Add to this other recent allegations about the Internal Revenue Service targeting some Tea Party and "patriot" groups for special scrutiny, and the Department of Justice using its Bush-era anti-terrorism powers to investigate reporters who received "leaked" information about a CIA operation in Yemen, and you have Republicans hyperventilating in excitement and the media in a frenzy.

I might suggest that we first take a deep breath and make an effort to put the events of the past week in some perspective, but I know it wouldn't do any good. There is blood in the water and in deeply partisan Washington, the struggle for advantage and power always trumps reality.

Even if I wanted to ascribe the best of intentions to the Republicans who are pushing the Benghazi story, I find it difficult to do so. If they were truly concerned about "lies" that were told by government officials, the failure of an Administration to protect American lives, and the need for responsible government officials to be transparent and accountable for their actions, the place for Congress to begin would be with the Iraq war or with the Bush Administration's systematic use of torture, rendition, and other practices that violate our own and international laws.

But, of course, this entire enterprise of "getting to the bottom of Benghazi" has nothing to do with truth, lives, or accountability. The Obama Administration's release of interagency communications, if anything, establishes nothing more than the somewhat banal practice of language vetting that, while annoying at times, has become rather standard practice.
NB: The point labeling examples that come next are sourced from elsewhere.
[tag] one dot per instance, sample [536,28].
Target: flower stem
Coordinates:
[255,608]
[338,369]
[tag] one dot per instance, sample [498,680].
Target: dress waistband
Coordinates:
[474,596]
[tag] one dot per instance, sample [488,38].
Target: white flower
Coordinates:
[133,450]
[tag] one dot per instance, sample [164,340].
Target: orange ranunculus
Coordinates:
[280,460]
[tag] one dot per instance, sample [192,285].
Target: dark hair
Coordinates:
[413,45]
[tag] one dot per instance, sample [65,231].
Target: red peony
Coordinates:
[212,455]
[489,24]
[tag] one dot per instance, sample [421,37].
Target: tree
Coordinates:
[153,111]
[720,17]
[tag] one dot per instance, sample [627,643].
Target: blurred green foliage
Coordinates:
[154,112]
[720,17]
No, in the end, this is not about truth or governance. It is, in fact, nothing more than a continuation of the five year long effort to weaken and distract the president, in order to gain advantage over Democrats, and, in this instance, to wage a preemptive strike against former Secretary of State Hilary Clinton's presidential aspirations (should she have any).

As for the IRS and Department of Justice stories, they are problems, to be sure, but problems that do not implicate the president. If anything, these revelations have given the president the opportunity to demonstrate his determination to respond quickly and decisively. He immediately condemned both as abuses of power and acted to remove the head of the IRS who was responsible.

All this, the pundits say, could not have come at a worse time for the president. As conventional wisdom has it, the administration has a limited window of opportunity remaining in which to push through its second term agenda: immigration reform, responsible gun control measures, a new budget that continues to grow the economy while reining in deficits, and facing down foreign policy challenges, especially those raging across the Middle East. In this view, by next year the country will be in the throes of Congressional elections with "every man for himself" and Democrats running in close contests wanting to dissociate themselves from a weakened White House. In this environment, Republicans hope that Democrats will be less inclined to support the president's agenda if it doesn't fit their reelection calculations. Following these November, 2014 contests, the president truly becomes a lame duck as the country heads toward the 2016 presidential elections. This is the conventional wisdom, and it is what has Republicans gleefully putting forth, and the press echoing and amplifying, the notion that the president is "finished."

Two observations are in order. The first is that while Obama has had a bad week, it pales in comparison with his predecessors' second term woes. Clinton had to deal with a trumped-up impeachment process and Bush faced national scorn for his disastrous handing of hurricane Katrina and the unraveling of his Iraq war. These were, by any measure, far more serious challenges. Clinton not only survived impeachment, but was buoyed by a robust economy. And Bush, with his "smoke and mirrors" "surge" operation in Iraq, was able to rebound a bit until the economic collapse of 2008.

It will not be easy, but what President Obama will now do is work to regain control of the story being told in the daily press accounts emanating from Washington. The still recovering economy will help, but it won't be dramatic enough to turn the tide. Nor can he count on Congress to support him with passage of key elements of his agenda. With or without "scandal," partisanship will continue to win out, with Republicans loathe to give the White House any meaningful victories.

The president will need to reestablish control by executive decisions in areas of domestic or foreign policy where he can demonstrate leadership by acting independently and decisively. Should he succeed, the shenanigans in Congress will be reduced to a sideshow. And the nation's press, a la McCarthy's metaphor, will follow the story he is creating.

All in all, it may have been a bad week, but it is one the White House can survive.